Sakti bertanya dengan wajah kentara sekali paniknya.

"Sangat". Raina berkata jujur, tidak ada gunanya sok kuat untuk saat ini.

"Aku akan mengeluarkan paku ini dengan cepat, tahan Rain".

Sakti berusaha kembali berusaha mencabut paku itu, namun rasa sakitnya benar-benar tak bisa Raina tahan, ia menangis terisak.

"Sakti.."

"Tenang Rain, aku tidak akan membuatmu lebih sakit dari ini".

Tangan kanan Sakti tiba-tiba memegang leher Raina, untuk kemudian menariknya mendekat. Bibir mereka bertemu. Membuat seluruh otot Raina menegang, matanya membulat, pikirannya terasa kosong. Sentuhan hangat dan lembut bibir Sakti sukses membuatnya hampir terkulai.

Paku itu berhasil di cabut satu detik sebelum ciuman mereka berakhir.

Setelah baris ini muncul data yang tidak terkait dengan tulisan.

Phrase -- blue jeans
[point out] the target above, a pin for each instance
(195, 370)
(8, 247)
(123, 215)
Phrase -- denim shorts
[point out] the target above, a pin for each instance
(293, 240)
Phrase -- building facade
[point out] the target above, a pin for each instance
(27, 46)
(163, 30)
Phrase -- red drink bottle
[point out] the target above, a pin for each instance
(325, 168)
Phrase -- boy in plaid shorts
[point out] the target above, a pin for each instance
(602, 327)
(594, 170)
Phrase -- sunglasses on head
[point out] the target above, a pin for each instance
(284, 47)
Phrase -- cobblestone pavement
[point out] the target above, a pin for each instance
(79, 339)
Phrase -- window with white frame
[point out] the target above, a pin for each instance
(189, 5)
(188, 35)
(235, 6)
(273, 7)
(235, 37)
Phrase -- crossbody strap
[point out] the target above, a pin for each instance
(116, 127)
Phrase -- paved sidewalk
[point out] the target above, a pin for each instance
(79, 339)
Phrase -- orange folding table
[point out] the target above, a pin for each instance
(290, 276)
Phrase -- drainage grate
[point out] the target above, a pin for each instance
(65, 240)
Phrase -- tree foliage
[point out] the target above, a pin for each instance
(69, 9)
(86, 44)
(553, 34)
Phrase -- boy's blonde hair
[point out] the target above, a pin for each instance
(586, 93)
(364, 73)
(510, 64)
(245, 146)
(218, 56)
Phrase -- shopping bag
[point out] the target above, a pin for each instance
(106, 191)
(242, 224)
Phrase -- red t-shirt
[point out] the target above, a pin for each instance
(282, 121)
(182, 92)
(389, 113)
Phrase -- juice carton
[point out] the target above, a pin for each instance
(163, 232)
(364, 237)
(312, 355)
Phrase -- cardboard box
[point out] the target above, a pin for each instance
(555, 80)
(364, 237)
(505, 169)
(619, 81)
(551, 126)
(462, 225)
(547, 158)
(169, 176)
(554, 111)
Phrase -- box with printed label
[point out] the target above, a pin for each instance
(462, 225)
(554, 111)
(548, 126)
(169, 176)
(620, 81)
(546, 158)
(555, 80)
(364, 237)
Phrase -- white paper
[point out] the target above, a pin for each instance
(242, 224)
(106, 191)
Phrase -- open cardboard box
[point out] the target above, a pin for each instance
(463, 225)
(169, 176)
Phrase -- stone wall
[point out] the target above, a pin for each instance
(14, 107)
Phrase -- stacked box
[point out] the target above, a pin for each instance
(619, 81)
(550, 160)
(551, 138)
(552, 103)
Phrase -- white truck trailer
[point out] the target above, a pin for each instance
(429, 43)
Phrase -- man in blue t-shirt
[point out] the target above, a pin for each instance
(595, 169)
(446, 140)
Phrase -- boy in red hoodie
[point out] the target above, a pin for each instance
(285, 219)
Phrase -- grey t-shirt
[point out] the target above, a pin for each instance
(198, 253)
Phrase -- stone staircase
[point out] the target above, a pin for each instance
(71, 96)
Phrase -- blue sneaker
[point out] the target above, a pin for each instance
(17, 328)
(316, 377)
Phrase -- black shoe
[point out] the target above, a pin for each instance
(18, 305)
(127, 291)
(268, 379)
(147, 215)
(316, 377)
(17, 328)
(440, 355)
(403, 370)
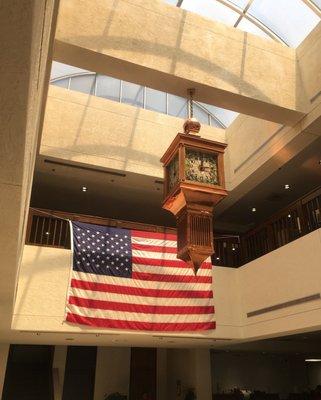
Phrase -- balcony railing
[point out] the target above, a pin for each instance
(51, 228)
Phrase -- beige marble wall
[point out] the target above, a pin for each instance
(290, 272)
(170, 49)
(26, 31)
(104, 133)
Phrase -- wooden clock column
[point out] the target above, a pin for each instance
(194, 184)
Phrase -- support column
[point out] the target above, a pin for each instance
(4, 350)
(161, 370)
(203, 379)
(189, 369)
(58, 369)
(112, 371)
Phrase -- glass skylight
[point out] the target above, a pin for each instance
(291, 20)
(286, 21)
(110, 88)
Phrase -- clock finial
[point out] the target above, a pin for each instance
(191, 125)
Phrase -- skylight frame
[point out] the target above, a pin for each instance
(243, 14)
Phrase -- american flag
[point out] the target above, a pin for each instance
(130, 279)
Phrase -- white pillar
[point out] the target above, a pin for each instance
(161, 370)
(112, 371)
(58, 369)
(189, 369)
(4, 350)
(203, 381)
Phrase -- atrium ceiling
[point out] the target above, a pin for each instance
(286, 21)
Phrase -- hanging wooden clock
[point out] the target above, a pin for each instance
(194, 184)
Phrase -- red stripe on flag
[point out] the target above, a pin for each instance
(166, 263)
(158, 249)
(145, 276)
(139, 308)
(104, 287)
(154, 235)
(139, 325)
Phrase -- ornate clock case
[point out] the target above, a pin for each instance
(194, 184)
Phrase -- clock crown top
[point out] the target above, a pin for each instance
(191, 125)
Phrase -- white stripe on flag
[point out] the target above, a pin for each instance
(142, 284)
(144, 317)
(143, 300)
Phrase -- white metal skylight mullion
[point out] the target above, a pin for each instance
(211, 114)
(314, 7)
(243, 13)
(254, 21)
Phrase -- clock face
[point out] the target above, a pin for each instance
(172, 173)
(201, 167)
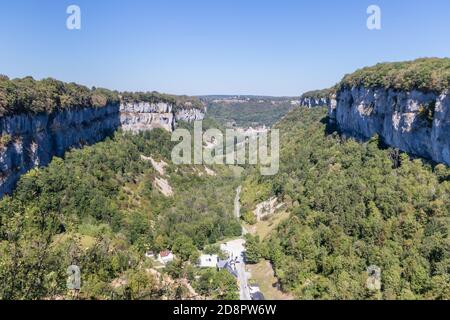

Dengan cepat Sakti membalut luka Raina, terlihat sigap dan terbiasa dengan keadaan darurat.

Sedang Raina masih memegangi bibirnya. Tak percaya atas apa yang baru saja terjadi. Jantungnya berdegup kencang seakan ingin keluar dari tubuhnya. Pun wajahnya kini merah seperti kepiting rebus.

Ciuman pertamanya, telah diambil oleh Sakti.